Learn about how to record high-quality audio. Look at various microphone options (such as standup USB mics, lavalier mics, wireless lavs, and mini shotgun mics).
- There's one more very important component of production that I need to mention, and that is audio. The truth is a video can have beautiful visuals, but if the audio isn't clear, it can remove the audience from the experience like none other. Think of YouTube videos that you've watched where the sound is echoey or muffled or tinny. It's a pretty big turnoff. For me, it not only affects my perception of the quality of the video, but I believe it also subconsciously affects how I feel about the content of the video itself.
Clear, crisp audio lends a certain sense of resonance and authority that you really want to make sure to take advantage of. So all of this said, I highly recommend that you don't rely on built-in microphones on your cameras. Even though webcams and phone camera microphones are getting better and better, and many contain dynamic noise cancellation features, I would still suggest that you make just a small investment and get an external microphone. It really will make a big difference in the quality of your audio.

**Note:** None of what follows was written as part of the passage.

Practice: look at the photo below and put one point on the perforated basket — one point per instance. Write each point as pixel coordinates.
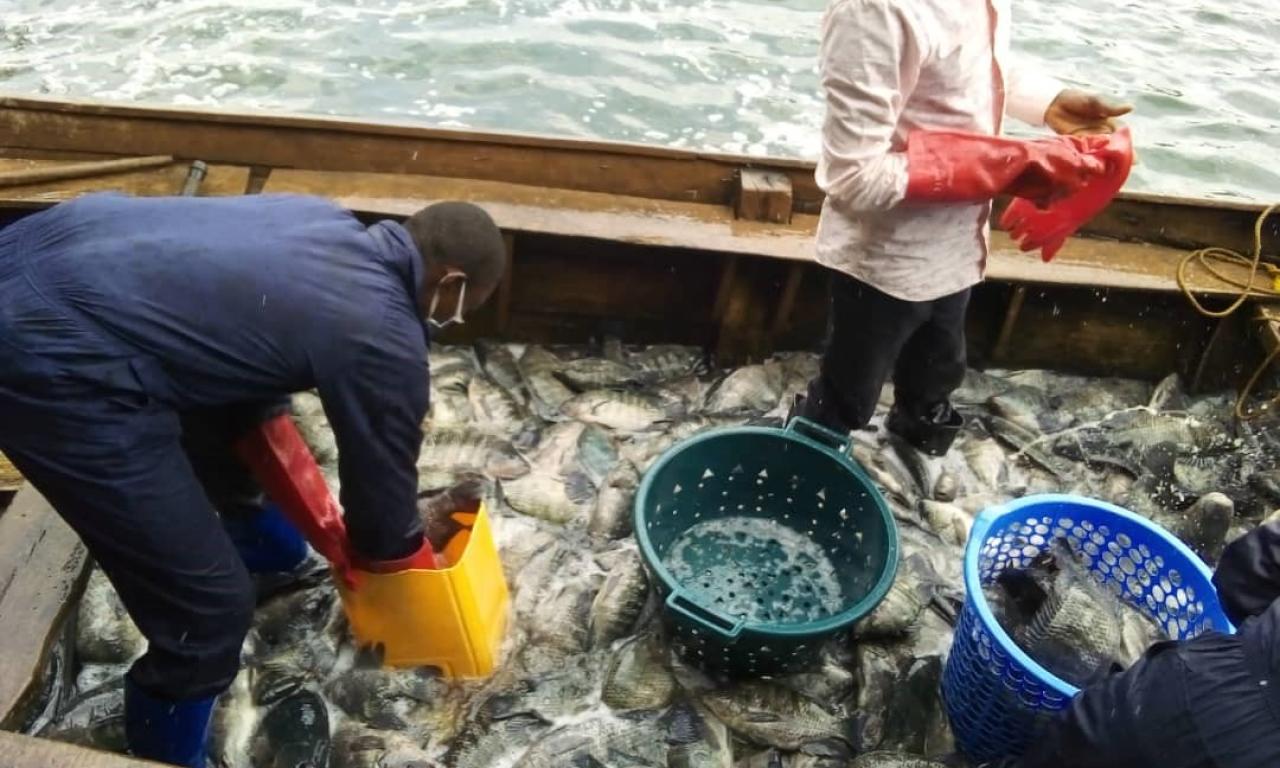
(996, 695)
(800, 478)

For smaller productions like this, there are a number of options. If you're recording via webcam, then you can get a stand-up USB condenser microphone to plug right in your computer. The market is saturated with great affordable options. So read those reviews, and get one that meets your production requirements. One thing about stand-up USB mics, though, is that you have to position yourself fairly close to the microphone to get optimal audio, and so depending on the type of video that you're shooting, you might want a bit more flexibility if you need to move around or if you just want to be a bit further away from the camera, and in that case, a great solution is a lavalier mic.
A lavalier mic is a small mic that clips onto your shirt, and so no matter how far you are from the camera, the mic is always within the perfect proximity to your voice. You can see that I'm using a lavalier now, even though I'm about eight feet from my camera. I'm currently tethered to the camera by a cable, which is fine because I'm sitting down and not moving around, but you can also get a wireless lavalier mic if you need even more flexibility in your movement, like if you're recording yourself teach a class or a seminar, for example.
In that case, you wear the microphone on your person, and then a receiver plugs into your camera. I've used them many times before and generally have a lot of success with them. One other type of mic that I've used in the these smaller productions is a mini shotgun mic. A shotgun mic has a very narrow pickup pattern so that it picks up audio from subjects that are pointed directly at it and largely ignores audio from areas that it's not pointed at, and because the goal is to focus on the speaker and eliminate other room noise, it can be a good option if the speaker is within about six feet of the mic.
On large movie sets, crews mount shotgun mics on long boom poles and point the mics directly at the actors, but on small shoots like this, you can actually mount the shotgun mic on your camera, and again, you can use it if you're not positioned too far away. Here, you can see me demonstrating this in action using the built-in mounts on the iographer case. So take some time to do a bit of research on microphones that others are using, and maybe even get a few different types of mics for different recording situations.
I'll often use a lavalier on training videos like this, but if I'm doing a live talk or a webinar, I'll switch to a stand-up USB mic for my webcam. Bottom line, make the investment in better, clearer audio for each video you create.